Aphids are sometimes encountered alone, but they often feed in large groups on stems or leaves. Most aphids don’t move quickly when startled, unlike leafhoppers, plant bugs, and some other insects that may be mistaken for them.


Aphids produce a lot of offspring each year. In California’s temperate environment, the majority of aphids reproduce asexually for the majority of the year, with mature females giving birth to live offspring—often as many as 12 per day—without mating. Nymphs are the name for young aphids. Before they reach adulthood, they molt, shedding their skin around four times. No pupal stage exists. Some species develop sexual forms that pair and lay eggs in the fall or winter, giving them a more resilient stage to withstand bad weather and the lack of leaves on deciduous plants. Sometimes aphids lay these eggs on a different host, usually a perennial plant, in order to survive the winter.

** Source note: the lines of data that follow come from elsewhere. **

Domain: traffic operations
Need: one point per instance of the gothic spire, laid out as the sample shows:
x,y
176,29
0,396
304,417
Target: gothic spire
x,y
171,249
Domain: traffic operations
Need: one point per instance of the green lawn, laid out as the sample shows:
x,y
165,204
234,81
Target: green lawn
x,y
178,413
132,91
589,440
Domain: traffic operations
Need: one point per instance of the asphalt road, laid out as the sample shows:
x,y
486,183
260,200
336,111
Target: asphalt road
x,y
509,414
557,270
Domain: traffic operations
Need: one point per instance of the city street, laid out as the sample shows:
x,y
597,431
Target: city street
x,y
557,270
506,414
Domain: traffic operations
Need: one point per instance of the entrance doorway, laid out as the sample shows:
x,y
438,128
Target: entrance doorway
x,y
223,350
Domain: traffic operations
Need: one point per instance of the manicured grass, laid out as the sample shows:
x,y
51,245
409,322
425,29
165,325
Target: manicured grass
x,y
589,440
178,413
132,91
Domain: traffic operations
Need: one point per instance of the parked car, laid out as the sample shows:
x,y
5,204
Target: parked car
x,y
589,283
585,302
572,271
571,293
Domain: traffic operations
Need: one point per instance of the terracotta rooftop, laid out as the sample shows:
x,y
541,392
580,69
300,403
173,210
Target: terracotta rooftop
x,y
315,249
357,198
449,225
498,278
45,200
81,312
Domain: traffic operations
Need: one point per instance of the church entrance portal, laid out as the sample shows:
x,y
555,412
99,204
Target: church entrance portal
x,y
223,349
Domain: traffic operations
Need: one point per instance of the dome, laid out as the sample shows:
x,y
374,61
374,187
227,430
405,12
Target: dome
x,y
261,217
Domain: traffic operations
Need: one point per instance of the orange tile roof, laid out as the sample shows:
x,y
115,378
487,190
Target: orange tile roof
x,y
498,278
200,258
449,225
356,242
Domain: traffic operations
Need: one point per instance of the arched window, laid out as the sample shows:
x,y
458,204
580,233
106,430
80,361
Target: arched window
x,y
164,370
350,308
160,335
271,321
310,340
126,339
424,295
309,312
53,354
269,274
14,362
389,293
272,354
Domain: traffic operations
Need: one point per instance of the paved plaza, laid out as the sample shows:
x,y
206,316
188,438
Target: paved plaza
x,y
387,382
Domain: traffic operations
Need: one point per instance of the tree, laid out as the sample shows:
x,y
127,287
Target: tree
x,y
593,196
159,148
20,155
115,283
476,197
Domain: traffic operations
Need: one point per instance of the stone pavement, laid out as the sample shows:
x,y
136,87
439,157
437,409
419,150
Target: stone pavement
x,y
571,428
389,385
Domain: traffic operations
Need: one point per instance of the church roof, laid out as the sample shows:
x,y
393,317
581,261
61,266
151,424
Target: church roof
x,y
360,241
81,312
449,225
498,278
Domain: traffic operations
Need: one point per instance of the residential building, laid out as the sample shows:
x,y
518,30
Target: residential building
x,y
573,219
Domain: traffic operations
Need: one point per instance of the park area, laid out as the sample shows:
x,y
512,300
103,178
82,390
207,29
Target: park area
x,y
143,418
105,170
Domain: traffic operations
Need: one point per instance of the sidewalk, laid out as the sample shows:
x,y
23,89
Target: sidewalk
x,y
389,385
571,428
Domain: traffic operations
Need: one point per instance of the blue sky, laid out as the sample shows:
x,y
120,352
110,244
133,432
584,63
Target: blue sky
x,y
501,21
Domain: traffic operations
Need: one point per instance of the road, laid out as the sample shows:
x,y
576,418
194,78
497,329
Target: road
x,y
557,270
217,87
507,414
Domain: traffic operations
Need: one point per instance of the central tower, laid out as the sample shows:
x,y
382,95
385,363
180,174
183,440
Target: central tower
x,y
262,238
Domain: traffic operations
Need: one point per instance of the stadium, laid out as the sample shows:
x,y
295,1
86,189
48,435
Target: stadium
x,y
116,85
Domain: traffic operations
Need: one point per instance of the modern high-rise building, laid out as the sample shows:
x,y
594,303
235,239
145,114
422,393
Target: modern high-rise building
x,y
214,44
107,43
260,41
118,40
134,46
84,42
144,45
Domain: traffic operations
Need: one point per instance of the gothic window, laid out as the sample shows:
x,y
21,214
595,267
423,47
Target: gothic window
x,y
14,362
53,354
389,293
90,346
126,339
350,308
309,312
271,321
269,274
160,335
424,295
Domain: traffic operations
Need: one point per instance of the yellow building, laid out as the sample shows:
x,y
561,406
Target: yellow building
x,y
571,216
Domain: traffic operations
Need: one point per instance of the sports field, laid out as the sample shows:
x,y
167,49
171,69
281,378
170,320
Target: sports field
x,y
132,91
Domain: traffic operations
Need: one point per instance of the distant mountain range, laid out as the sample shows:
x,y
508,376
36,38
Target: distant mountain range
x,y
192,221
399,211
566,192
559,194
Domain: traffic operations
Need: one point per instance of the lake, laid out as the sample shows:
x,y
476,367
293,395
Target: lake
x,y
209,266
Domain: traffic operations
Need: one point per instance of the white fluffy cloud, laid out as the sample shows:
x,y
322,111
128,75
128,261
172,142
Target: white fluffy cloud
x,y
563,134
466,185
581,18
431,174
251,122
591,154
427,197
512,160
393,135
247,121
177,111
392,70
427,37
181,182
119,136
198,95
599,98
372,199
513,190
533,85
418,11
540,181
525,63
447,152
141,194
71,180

Many types of aphids can mature from a newborn nymph to a reproducing adult in seven to eight days when the climate is warm. Aphid populations can grow quite quickly since each adult can produce up to 80 young in just one week.


Aphids that feed on leaves in small to moderate numbers rarely cause harm to trees or gardens. Aphids can also produce significant amounts of honeydew, a sticky fluid that frequently turns black with the development of a fungus called sooty mold. However, high populations of aphids can cause leaves to turn yellow and stunt shoots. A poison that some aphid species inject into plants results in curled leaves, which further stunts growth. Gall formations are caused by a few species.

On some ornamental and vegetable plants, aphids can spread viruses from one plant to another. Crops like bok choy, squash, cucumber, pumpkin, melon, bean, potato, lettuce, beet, and chard are frequently contaminated with viruses spread by aphids. The viruses stunt plant growth by curling, yellowing, or mottling leaves. Infection occurs even when aphid populations are very low; it just takes a few minutes for the aphid to spread the virus, whereas it takes a significantly longer time to kill the aphid with an insecticide. Losses can be substantial, but they are difficult to prevent by eliminating aphids.

Some aphid species prey on plant components besides leaves and shoots. The spring and summer attacks of the soil-dwelling lettuce root aphid cause lettuce plants to wilt and occasionally perish. This species frequently relocates to poplar trees in the fall, where it spends the winter in the egg stage and emerges in the spring with leaf galls. The woolly apple aphid feeds on the woody parts of apple roots and limbs, frequently close to pruning wounds, and if the roots are infected for a number of years, it can lead to overall tree degeneration. Carrots with severe crown and root aphid infestations may have weakened tops that break off after harvest.